Setting the Record Straight: Public Access to Florida’s Beaches
BOTTOM LINE: The law creates a framework to resolve disputes where property lines have been drawn on beachfront property. Nothing in the law privatizes public beaches.
Q: What did the Legislature pass?
A: In HB 631, the Legislature passed a structure for courts to ensure private property rights are not infringed while also maintaining the public’s access to our beaches. Decisions that affect both public access to beaches and private property rights should be decided by courts, not political entities. In doing so, we are protecting the rights of all Floridians.
Q: How much beach access is currently impacted?
A: Currently, the controversy surrounding the enforcement of this process affects only 2% of Florida’s coastline, and even in the area where this issue has come up—there are over 50 public beaches in a 26-mile stretch.
Q: People are claiming the Legislature privatized beaches and this will affect tourism. Is this true?
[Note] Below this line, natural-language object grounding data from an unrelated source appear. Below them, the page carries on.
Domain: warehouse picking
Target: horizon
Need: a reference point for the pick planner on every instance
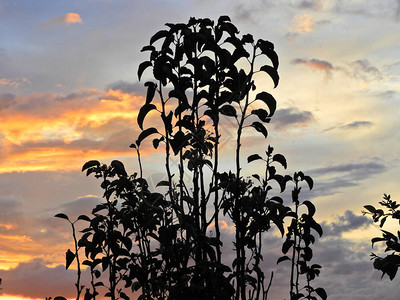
(69, 93)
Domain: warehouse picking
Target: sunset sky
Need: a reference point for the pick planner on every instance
(69, 93)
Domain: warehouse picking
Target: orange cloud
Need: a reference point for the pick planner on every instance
(72, 18)
(302, 24)
(69, 18)
(14, 82)
(60, 132)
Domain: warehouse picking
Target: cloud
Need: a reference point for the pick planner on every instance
(348, 222)
(308, 4)
(398, 11)
(127, 87)
(363, 70)
(332, 179)
(357, 125)
(315, 64)
(291, 118)
(15, 83)
(368, 8)
(304, 23)
(52, 131)
(67, 19)
(6, 100)
(353, 125)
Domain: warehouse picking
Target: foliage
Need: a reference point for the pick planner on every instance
(390, 263)
(168, 244)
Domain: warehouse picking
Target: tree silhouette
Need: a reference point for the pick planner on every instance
(167, 244)
(390, 263)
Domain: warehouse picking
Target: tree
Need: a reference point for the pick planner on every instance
(167, 244)
(390, 263)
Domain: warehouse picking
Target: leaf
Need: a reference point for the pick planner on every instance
(272, 73)
(69, 257)
(156, 142)
(253, 157)
(370, 208)
(158, 35)
(317, 228)
(228, 110)
(287, 245)
(309, 181)
(144, 110)
(283, 258)
(178, 142)
(90, 163)
(143, 66)
(260, 128)
(151, 90)
(267, 48)
(262, 114)
(269, 100)
(163, 183)
(124, 296)
(223, 19)
(119, 167)
(62, 216)
(83, 217)
(145, 133)
(310, 206)
(321, 292)
(374, 240)
(148, 48)
(280, 159)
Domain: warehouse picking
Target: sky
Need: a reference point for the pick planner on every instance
(69, 93)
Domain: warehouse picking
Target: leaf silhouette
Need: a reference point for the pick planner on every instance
(272, 73)
(69, 258)
(144, 110)
(143, 66)
(145, 133)
(260, 128)
(269, 100)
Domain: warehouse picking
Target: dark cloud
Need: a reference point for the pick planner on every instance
(350, 126)
(127, 87)
(362, 69)
(368, 8)
(331, 180)
(291, 117)
(348, 222)
(315, 64)
(398, 11)
(35, 280)
(359, 169)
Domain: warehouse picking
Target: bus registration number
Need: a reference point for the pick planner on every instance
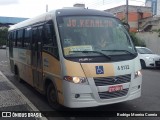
(115, 88)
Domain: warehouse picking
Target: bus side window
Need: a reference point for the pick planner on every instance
(14, 39)
(49, 40)
(19, 38)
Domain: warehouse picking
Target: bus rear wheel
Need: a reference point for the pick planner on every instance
(16, 73)
(52, 97)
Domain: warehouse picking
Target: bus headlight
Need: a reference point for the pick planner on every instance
(76, 80)
(150, 58)
(137, 74)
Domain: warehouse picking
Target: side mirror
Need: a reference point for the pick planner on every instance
(127, 26)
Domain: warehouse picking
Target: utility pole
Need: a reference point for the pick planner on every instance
(46, 7)
(126, 11)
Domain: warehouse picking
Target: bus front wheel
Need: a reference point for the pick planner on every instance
(52, 97)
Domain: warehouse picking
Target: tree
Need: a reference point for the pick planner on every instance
(136, 40)
(3, 36)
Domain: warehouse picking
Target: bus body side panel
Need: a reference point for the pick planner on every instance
(22, 59)
(96, 92)
(52, 71)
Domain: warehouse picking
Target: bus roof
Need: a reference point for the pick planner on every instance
(59, 12)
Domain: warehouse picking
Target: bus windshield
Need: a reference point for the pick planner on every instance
(96, 34)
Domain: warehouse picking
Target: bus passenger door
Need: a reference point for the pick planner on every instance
(37, 69)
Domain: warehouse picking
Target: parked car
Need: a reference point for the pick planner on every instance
(148, 58)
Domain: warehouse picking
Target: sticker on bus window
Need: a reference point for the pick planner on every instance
(99, 70)
(68, 50)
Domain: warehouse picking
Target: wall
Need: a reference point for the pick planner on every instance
(151, 39)
(133, 14)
A: No. The legislation did not privatize any coastline, it created a process to ensure local governments are not improperly encroaching on private property through a unilateral ordinance. Furthermore, the overwhelming majority of Florida’s beaches have never been subject to a local government’s property ordinance, and the public has enjoyed beach access without issue.
Q: Why did we need HB 631?
A: Recently, a local government passed a blanket ordinance granting the public access to private beaches. The bill created a process that ensures decisions are made fairly with evidence and facts. The bill also ensures any ordinances are made with transparency and requirements for sufficient public notice.
Q: What is the customary use doctrine?
A: Under certain circumstances, the public may access private property under the longstanding legal doctrine of customary use. The doctrine applies where the public use of private property has been ancient, reasonable, without interruption, and free from dispute. If customary use is established, private property is available for public use. Historically, the public has enjoyed access to many dry sand portions of private beach property without issue. When disputes have arisen, courts have determined whether dry sand portions of private property were subject to the customary use doctrine. This law requires a court to review a customary use ordinance and determine whether the doctrine applies, after a full and fair hearing.
Q: Local governments are relying on their own interpretation of customary use in their ordinances. Why is this an issue?
A: A government entity should not be able to unilaterally infringe on private property rights. This is an issue because these governments can make these determinations without considering appropriate evidence or applying legal standards established by courts.
Q: Did the Governor’s Executive Order overturn the law?
A: No. The Governor’s Executive Order is a declaration to protect public access to Florida’s public beaches. Nothing in the legislation infringes on that right.